Alfredo Altavilla: interview with the number 2 of FIAT
We don’t know much about Alfredo Altavilla, except that he accomplished several missions for the Fiat-concern (FPT and Iveco) and as president at the ACEA (European Automobile Manufacturers’ Association). But who exactly is the man who has been appointed with the difficult task to get Fiat back on track in Europe (some even say he will be the heir to the throne of Sergio Marchionne in 2015)? What you’ll read below is a recent interview with the sub-director of the Italian newspaper La Repubblica.
Had Altavilla chosen to stay in Taranto, where he was born on the 2nd of August 1963, he would now most probably be the CEO of the ILVA, the big steel-concern in the bay of the South-Italian port town. Whatever company he’s leading, it is mostly doing well, even though his current task in Europe (plus Africa and Middle-East, EMEA) isn’t exactly easy. Luckily, however, Altavilla is a man who perfectly knows how the economy functions and who is patient and persevering. He is confident that the current crisis in Europe will come to an end one day, also for the Italian car manufacturer;
“This time, it is a tougher, longer and more painful crisis, but I’m sure we’ll get out of it. We will have to wait and see what the cost is for the countries, the consumers and the companies. What we are now going through as Fiat inside the EU is just a part of the game. Good and bad days are a part of the reality of the business for which I chose a long time ago. Had I wanted more personal success in a shorter period of time, I would certainly not have chosen for the automotive sector, I would have been selling mobile phones or clothes. Deep down inside I even feel attracted to these difficult challenges.”
This is typical for the character of the nearly 50 years old Chief Operating Officer at Fiat SpA. He has had this charisma and energy of an American football-playing college-student ever since we got to know him. There is certainly no lack of challenges at the moment and his friendship with the like-minded Sergio Marchionne is therefore hearty. They are cast in the same mold, or like they say in Italy, ‘made out of the same pasta’. Not only because they are both provincial boys, but also because they both don’t like half-measures and would never put technical make-up on a situation (glorify certain situations). You can simply handle the job, or you can’t, is both their point of view. Altavilla, too, feels like a world citizen in the current strongly globalized economy and dares to give certain things up or reject them, if it benefits the greater good. The devotion for his work is huge and, just like the current Fiat itself, he has kept abreast with the times.
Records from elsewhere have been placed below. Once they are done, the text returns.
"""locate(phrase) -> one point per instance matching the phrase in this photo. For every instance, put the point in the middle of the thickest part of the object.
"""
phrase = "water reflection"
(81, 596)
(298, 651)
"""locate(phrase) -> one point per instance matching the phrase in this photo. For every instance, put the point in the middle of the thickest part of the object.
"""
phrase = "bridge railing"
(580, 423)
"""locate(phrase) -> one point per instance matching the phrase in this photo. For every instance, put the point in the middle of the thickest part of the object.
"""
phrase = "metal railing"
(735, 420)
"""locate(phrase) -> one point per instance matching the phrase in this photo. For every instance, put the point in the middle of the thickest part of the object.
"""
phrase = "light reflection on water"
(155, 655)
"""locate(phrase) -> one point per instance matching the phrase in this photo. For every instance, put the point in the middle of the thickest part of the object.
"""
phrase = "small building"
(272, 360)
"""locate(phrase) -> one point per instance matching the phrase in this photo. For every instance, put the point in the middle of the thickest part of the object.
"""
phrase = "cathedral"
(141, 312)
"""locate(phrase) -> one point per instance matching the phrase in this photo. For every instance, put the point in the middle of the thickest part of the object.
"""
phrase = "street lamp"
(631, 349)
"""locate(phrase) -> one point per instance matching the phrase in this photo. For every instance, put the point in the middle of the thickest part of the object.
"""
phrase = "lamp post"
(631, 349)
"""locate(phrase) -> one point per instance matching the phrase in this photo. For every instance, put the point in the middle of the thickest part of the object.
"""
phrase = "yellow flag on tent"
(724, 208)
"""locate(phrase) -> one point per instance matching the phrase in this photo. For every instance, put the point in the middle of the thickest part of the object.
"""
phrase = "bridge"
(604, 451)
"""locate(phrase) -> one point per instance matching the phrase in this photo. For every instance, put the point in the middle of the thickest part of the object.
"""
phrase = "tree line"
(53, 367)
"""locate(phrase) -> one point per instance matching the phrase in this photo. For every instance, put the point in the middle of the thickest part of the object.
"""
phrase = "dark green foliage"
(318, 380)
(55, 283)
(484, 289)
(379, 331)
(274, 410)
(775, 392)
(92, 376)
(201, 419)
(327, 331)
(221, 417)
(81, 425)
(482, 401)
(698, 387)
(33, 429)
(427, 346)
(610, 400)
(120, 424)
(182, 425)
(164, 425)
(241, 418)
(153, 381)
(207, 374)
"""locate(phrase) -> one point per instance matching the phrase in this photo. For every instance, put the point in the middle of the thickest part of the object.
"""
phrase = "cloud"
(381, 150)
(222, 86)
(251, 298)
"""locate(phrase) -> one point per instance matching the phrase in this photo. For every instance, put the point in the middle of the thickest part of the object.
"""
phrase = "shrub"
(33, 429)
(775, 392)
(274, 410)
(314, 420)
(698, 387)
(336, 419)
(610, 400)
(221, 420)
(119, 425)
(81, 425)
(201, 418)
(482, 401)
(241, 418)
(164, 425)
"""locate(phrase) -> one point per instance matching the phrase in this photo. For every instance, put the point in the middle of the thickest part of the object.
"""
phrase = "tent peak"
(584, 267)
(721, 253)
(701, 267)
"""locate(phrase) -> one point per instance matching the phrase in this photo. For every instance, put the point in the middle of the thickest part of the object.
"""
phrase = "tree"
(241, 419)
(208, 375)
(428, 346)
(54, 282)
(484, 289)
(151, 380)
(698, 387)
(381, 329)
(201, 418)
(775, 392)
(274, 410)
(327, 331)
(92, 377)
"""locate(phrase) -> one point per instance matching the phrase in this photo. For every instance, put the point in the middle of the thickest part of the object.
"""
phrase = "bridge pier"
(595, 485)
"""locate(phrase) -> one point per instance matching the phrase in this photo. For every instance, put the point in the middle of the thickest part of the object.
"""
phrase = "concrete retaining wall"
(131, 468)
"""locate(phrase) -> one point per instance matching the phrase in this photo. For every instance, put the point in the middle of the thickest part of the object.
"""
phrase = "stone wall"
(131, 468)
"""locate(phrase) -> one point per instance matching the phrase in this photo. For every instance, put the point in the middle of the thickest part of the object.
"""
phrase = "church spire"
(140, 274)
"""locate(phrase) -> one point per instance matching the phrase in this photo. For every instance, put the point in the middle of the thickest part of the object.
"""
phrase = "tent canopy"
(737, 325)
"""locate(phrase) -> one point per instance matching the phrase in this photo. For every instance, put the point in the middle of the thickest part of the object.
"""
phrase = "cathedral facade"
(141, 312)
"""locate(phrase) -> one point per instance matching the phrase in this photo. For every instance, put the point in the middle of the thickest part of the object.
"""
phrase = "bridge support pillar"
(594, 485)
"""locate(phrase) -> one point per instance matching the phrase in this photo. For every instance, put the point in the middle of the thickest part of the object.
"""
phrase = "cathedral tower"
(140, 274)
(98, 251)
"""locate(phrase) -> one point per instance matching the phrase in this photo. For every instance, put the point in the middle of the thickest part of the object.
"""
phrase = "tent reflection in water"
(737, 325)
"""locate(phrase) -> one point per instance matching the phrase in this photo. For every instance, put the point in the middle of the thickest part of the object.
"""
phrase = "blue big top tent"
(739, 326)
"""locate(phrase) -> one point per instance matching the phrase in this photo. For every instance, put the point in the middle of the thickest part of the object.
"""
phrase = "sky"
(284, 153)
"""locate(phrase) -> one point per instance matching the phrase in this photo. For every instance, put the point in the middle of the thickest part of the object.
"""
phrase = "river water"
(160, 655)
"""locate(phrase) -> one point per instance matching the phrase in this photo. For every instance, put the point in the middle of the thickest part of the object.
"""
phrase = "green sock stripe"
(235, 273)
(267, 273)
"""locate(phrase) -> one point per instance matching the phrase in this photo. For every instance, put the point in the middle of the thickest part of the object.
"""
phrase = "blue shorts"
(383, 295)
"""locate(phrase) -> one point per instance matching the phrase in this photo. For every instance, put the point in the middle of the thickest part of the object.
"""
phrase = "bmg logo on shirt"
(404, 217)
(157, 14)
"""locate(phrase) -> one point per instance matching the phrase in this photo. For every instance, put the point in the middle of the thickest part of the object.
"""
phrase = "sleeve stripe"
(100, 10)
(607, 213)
Alfredo Altavilla at word during a gathering of the ACEA
Since 2011, Altavilla is also a councilor of the Group Executive Council. He is the successor to the rounder Gianni Coda, who he called ‘The last of the Mohicans’. Altavilla is a part of the new generation which, over the past 10 years, has been able to climb aboard the express train called Sergio Marchionne. According to the South-Italian businessman, it’s all a matter of character and keeping focused on the goals for today and tomorrow. His most impressive performance probably is the completion of the takeover of Chrysler, which he took care of together with Sergio Marchionne.
“Everyone who followed this case knows it was not easy. Negotiating and buying is only one piece of the puzzle, but then there’s also the important flawless continued implementation. Furthermore, we knew that it was the last option for Fiat. The Fiat which once dominated entire Italy from Turin has ceased to exist a long time ago. We get one shot at making this company ready for the international market. We, as managers, need to fit in and the only thing which counts is our vigor. If you are superfluous, you can go home.”
According to Altavilla, Marchionne has always taken well-considered decisions in choosing his team, just like every CEO, who wants to do his job right, would. He also admits that they weren’t used to this in Turin, and, with or without good results, they were always certain of their position in the management. This is no longer feasible in modern times, says Altavilla. The price to pay is way too high; barely having any spare time or social life left.
“But don’t get me wrong, I love my job, the glass is always half full to me. All the different cultural habits which I come across during my working hours all around the world are enriching to me. You won’t hear me complaining, I enjoy it.”
The relaxed attitude and point of views characterize this sun of a Lancia-Autobianchi-dealer from Taranto. It is a man who doesn’t mince matters. Also when talking about his southern roots, he is honest, and admits that he loves visiting his family, but he’s never able to stay for long, unfortunately, because of the lack of progress in this area, while it needs it so badly. Like his hands start itching again and he seeks consolation in his difficult task called Fiat. A few years ago, his name was already mentioned as the successor of Marchionne, but no one really talks about it anymore, neither does Alfredo Altavilla himself. He has other priorities.